行動経済学とは
心理学と経済学を合わせた学問です。利益を目の前にしたときの人の行動が主な研究対象で、マーケティングなどの分野にその知見が活かされています。
行動経済学では「コンピューターのように合理的ではない、リアルな人間の心理や考え方」を踏まえて経済理論を展開します。ここが従来の経済学と大きく異なるポイントです。
・損失回避の法則
損失回避の法則とは、人は得をすることよりも損をすることの方をより重大視する傾向がある、という法則です。1979年に「プロスペクト理論」という論文の中で発表された、行動経済学の基板となる理論でもあります。
たとえば、「A:無条件で2万円もらう」「B:5万円を50%の確率でもらえるが、失敗すれば何ももらえないというゲームをする」という2つの選択肢を用意した場合、多くの人はAを選ぶという傾向があります。
計算上ではBの方が期待値が高い、つまりお得ではあるのですが、多くの人は「確実にもらえる2万円を失うかもしれない損失」に引っ張られて、確実に利益が出るAを選んでしまうのです。
一方、「A:無条件で借金10万円が2倍になる」「B:50%の確率で借金10万円をゼロにできるが、失敗すれば借金が5倍になるというゲームをする」という選択肢を用意すると、今度はよりリスクの高いBを選ぶ人が多くなります。
これは、リスクを負ってでも「借金をゼロにできるかもしれないチャンスを失う損失」を回避したいという気持ちが働くために起こる現象です。
このように、人の意思決定には確率や期待値といった計算以上に、損得に対する感情が大きく影響します。そして「得をしたい」よりも「損をしたくない」という気持ちの方が影響度が大きいというのが損失回避の法則です。
確実性効果
確実性効果とは、人は「確実なもの」を好むという現象です。
たとえば「100%成功します」という表現と「99%成功します」という表現では、受け取る印象が全く違うのではないでしょうか。実際にはたった1%のごくわずかな差でしかないのに、心理的にはそこに1%以上の大きな隔たりがあるように感じてしまうのです。

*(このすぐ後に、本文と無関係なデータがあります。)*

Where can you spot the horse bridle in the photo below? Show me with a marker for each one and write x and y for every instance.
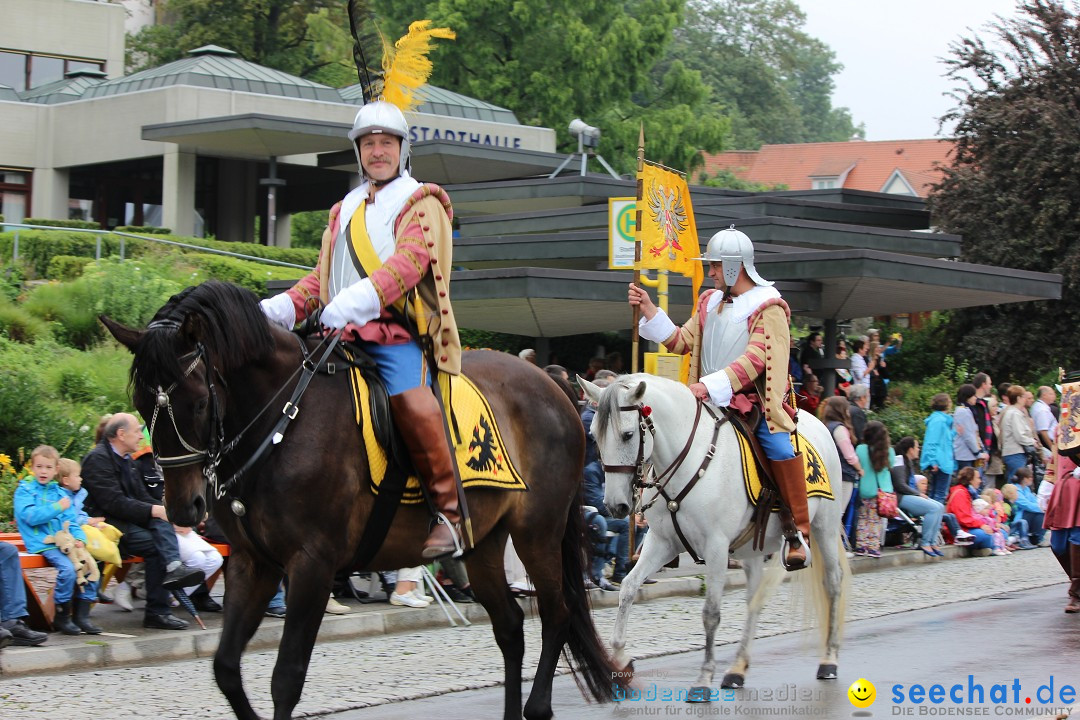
(659, 483)
(216, 448)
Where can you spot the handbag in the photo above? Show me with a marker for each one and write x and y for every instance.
(887, 504)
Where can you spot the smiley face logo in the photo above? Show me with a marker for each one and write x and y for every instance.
(862, 693)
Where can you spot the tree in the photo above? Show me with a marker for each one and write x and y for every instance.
(552, 62)
(306, 38)
(773, 79)
(1013, 189)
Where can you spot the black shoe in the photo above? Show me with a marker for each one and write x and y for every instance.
(166, 622)
(183, 576)
(205, 603)
(24, 637)
(63, 620)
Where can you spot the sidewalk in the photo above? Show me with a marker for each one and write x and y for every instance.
(126, 642)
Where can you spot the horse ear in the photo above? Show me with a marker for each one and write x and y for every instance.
(592, 391)
(129, 337)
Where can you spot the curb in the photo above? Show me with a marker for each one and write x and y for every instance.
(368, 621)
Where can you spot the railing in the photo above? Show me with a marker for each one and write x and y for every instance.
(123, 235)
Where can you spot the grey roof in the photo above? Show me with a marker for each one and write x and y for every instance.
(439, 102)
(71, 87)
(216, 67)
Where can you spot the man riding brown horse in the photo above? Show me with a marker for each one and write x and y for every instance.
(386, 255)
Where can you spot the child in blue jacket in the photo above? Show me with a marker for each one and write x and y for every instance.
(41, 508)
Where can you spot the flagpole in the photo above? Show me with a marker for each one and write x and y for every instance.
(637, 247)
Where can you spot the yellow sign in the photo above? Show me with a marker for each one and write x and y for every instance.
(622, 229)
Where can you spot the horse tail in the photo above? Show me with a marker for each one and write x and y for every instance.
(811, 584)
(593, 667)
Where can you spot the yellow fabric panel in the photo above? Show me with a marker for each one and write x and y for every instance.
(818, 480)
(481, 453)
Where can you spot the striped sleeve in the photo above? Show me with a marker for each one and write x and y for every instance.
(747, 367)
(403, 270)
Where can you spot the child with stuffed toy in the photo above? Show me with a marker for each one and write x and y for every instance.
(102, 538)
(41, 508)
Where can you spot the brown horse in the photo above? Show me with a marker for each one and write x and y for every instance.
(211, 377)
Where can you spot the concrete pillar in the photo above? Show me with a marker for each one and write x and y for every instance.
(50, 189)
(283, 231)
(178, 192)
(235, 200)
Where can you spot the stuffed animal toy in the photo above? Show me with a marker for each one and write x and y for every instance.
(85, 567)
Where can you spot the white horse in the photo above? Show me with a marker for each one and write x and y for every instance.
(643, 419)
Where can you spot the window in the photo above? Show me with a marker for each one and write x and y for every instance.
(13, 70)
(14, 193)
(44, 70)
(24, 70)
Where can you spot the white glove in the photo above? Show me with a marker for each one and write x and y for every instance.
(719, 388)
(280, 310)
(359, 304)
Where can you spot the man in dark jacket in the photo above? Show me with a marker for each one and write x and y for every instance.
(117, 491)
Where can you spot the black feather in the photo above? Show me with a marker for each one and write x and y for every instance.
(367, 46)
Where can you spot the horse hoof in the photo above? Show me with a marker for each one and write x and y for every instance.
(699, 694)
(734, 680)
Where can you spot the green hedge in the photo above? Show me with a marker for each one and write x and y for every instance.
(245, 273)
(84, 225)
(66, 267)
(144, 229)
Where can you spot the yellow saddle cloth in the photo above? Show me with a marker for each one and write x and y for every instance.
(818, 483)
(481, 454)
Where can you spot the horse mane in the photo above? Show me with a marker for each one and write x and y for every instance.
(608, 405)
(230, 324)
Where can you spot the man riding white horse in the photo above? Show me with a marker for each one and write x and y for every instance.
(739, 344)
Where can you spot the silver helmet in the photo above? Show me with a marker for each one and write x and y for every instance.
(736, 250)
(382, 117)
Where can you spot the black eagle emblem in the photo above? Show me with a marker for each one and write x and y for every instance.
(489, 457)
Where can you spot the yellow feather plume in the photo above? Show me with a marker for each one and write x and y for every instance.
(406, 65)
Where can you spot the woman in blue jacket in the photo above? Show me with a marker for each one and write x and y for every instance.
(937, 461)
(876, 457)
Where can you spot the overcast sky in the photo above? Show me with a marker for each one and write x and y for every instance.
(890, 50)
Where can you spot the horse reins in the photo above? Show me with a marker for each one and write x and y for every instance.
(217, 449)
(659, 483)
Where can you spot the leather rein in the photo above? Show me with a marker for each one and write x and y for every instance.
(644, 477)
(216, 447)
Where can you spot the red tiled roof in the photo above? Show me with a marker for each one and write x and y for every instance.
(874, 162)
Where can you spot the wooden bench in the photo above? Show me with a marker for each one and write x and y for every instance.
(41, 611)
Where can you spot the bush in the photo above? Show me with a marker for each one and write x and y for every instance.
(18, 325)
(37, 247)
(69, 308)
(247, 274)
(144, 229)
(84, 225)
(66, 267)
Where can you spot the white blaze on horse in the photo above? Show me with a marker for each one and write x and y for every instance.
(644, 420)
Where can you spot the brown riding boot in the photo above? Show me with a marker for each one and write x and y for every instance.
(1074, 605)
(791, 480)
(420, 422)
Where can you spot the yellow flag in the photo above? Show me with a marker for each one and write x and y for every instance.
(666, 231)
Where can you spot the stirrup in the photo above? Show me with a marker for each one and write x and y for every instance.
(787, 544)
(455, 534)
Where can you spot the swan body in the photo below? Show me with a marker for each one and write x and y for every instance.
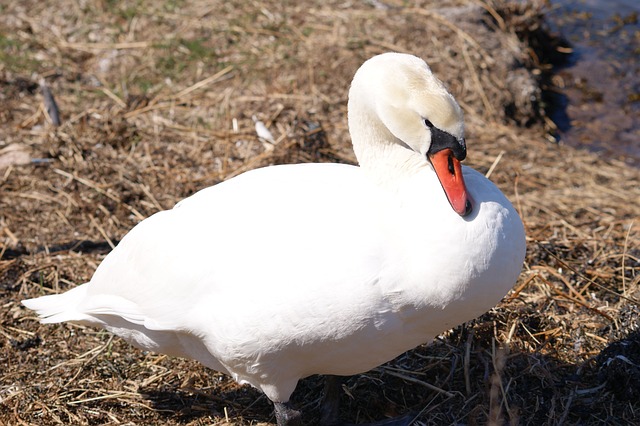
(294, 270)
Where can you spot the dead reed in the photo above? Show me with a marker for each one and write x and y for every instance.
(156, 100)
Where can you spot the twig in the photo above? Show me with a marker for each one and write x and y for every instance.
(417, 381)
(493, 166)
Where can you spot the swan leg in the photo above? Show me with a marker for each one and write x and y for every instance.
(331, 400)
(287, 416)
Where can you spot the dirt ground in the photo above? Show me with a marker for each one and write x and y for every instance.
(157, 100)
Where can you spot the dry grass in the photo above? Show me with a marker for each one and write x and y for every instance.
(156, 101)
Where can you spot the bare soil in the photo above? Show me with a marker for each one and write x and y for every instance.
(156, 101)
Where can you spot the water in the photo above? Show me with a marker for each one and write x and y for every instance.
(600, 85)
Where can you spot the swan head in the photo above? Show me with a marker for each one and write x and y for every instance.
(402, 104)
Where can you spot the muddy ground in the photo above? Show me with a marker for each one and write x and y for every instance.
(156, 101)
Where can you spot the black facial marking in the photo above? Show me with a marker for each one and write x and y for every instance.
(441, 140)
(450, 165)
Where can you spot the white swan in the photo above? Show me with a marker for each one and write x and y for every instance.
(352, 266)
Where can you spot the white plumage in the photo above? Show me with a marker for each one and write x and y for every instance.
(294, 270)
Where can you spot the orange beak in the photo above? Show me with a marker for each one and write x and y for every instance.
(449, 172)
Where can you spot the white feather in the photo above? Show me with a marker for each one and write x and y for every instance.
(354, 265)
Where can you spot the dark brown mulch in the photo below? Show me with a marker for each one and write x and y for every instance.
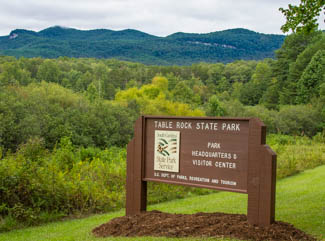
(161, 224)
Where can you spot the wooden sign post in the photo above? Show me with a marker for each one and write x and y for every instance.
(227, 154)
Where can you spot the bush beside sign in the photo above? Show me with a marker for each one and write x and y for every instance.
(226, 154)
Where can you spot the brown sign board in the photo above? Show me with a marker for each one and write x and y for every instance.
(226, 154)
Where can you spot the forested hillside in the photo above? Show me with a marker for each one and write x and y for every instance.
(65, 122)
(132, 45)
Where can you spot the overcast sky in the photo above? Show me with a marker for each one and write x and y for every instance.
(158, 17)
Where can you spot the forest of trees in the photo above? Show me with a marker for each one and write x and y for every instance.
(95, 102)
(132, 45)
(65, 122)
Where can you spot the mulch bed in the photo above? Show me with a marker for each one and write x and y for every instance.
(159, 224)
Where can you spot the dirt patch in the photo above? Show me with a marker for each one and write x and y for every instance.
(161, 224)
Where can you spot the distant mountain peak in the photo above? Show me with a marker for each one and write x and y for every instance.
(134, 45)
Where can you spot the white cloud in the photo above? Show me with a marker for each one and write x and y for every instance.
(159, 17)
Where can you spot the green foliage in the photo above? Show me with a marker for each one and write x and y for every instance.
(298, 120)
(61, 113)
(303, 18)
(133, 45)
(295, 154)
(38, 186)
(311, 79)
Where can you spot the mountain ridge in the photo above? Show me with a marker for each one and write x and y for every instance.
(133, 45)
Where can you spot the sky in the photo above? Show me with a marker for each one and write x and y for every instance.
(157, 17)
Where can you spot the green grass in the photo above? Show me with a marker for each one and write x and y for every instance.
(300, 201)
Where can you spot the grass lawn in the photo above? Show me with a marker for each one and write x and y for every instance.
(300, 200)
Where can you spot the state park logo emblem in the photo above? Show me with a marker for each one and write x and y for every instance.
(166, 151)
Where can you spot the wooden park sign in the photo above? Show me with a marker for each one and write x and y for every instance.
(226, 154)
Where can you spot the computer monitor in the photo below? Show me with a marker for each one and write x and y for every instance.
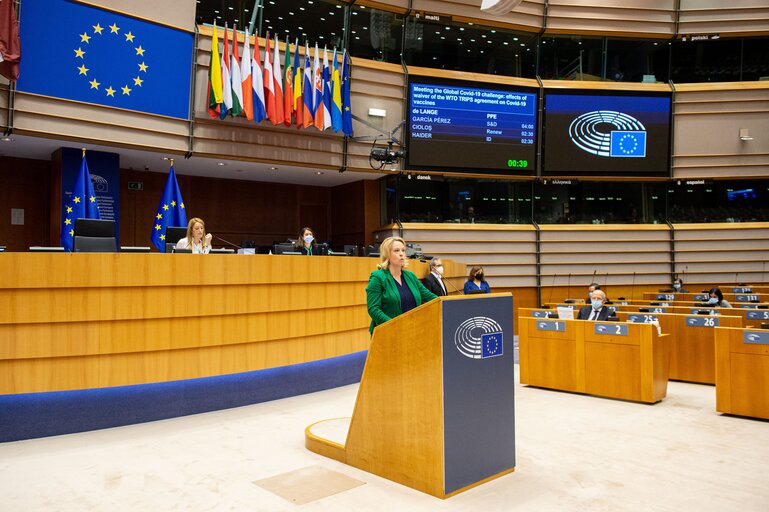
(284, 248)
(94, 235)
(174, 234)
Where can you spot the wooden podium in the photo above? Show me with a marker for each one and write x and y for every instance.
(435, 407)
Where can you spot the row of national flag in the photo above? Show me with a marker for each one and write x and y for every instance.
(314, 94)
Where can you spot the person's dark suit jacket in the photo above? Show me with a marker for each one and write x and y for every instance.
(584, 313)
(432, 284)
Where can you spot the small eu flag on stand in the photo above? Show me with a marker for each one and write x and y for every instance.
(82, 204)
(171, 212)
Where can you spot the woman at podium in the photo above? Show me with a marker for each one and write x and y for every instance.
(306, 243)
(197, 239)
(392, 290)
(476, 282)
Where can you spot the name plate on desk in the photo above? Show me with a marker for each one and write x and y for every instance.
(701, 321)
(551, 326)
(757, 315)
(696, 311)
(756, 337)
(610, 329)
(642, 319)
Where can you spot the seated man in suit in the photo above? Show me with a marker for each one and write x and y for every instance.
(434, 280)
(597, 310)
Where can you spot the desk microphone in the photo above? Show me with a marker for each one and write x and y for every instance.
(226, 241)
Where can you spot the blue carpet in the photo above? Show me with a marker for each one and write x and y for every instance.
(32, 415)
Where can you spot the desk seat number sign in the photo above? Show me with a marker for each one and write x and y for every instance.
(611, 329)
(550, 325)
(702, 321)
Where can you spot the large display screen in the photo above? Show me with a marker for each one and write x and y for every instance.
(461, 126)
(606, 134)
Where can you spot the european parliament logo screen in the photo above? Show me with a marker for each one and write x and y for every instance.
(608, 134)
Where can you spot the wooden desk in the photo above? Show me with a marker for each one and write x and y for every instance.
(577, 359)
(742, 372)
(76, 321)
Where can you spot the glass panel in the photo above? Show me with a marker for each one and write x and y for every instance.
(571, 58)
(706, 61)
(630, 60)
(375, 34)
(719, 201)
(452, 45)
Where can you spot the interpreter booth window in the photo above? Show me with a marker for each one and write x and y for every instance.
(711, 60)
(755, 58)
(375, 34)
(634, 60)
(598, 202)
(439, 42)
(415, 198)
(698, 200)
(571, 58)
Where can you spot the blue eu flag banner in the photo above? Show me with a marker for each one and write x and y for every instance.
(491, 345)
(82, 204)
(83, 53)
(171, 212)
(628, 144)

また、「絶対に起こりえない事故」と「1%の確率でしか起こらない事故」という表現についても同じです。計算上の起こりやすさにはほぼ差がないのにもかかわらず、1%でもあるといわれただけで本当に起こってしまいそうな気がしてしまいます。
実は保険という商品は、こういった人の心理を上手く利用したものです。「起こる可能性はほとんどないが、ゼロとはいい切れないもの」を過大評価してしまう心理は、保険に加入しようという動機を大きくする効果があります。
サンクコスト効果(コンコルド効果)
サンクコスト効果とは、今までに費やしてきた費用や時間を「もったいない」と感じる気持ちが、意思決定に影響を与えることをいいます。
皆さんは「これだけの労力を費やしてきたのに、いまさら諦めるなんてできない」と思った経験はないでしょうか。これから費やす投資よりも過去に続けてきた投資の方が、人にとってはより重要に感じられるからです。
そのため、なんとかして今までの投資分を取り戻そうという心理が働きやすくなり、冷静で合理的な判断ができなくなってしまう場合があります。
たとえば、ギャンブルで負けが続いているにもかかわらず「次こそは当たるかもしれないから」という心理から投資を続けてしまい、余計に損失を大きくしてしまったという話はサンクコスト効果が働いた典型的な例です。
ちなみにサンクコストとは直訳すれば「沈んだ費用」、つまり投資したにもかかわらず回収が不可能になってしまった資金や労力のことを意味します。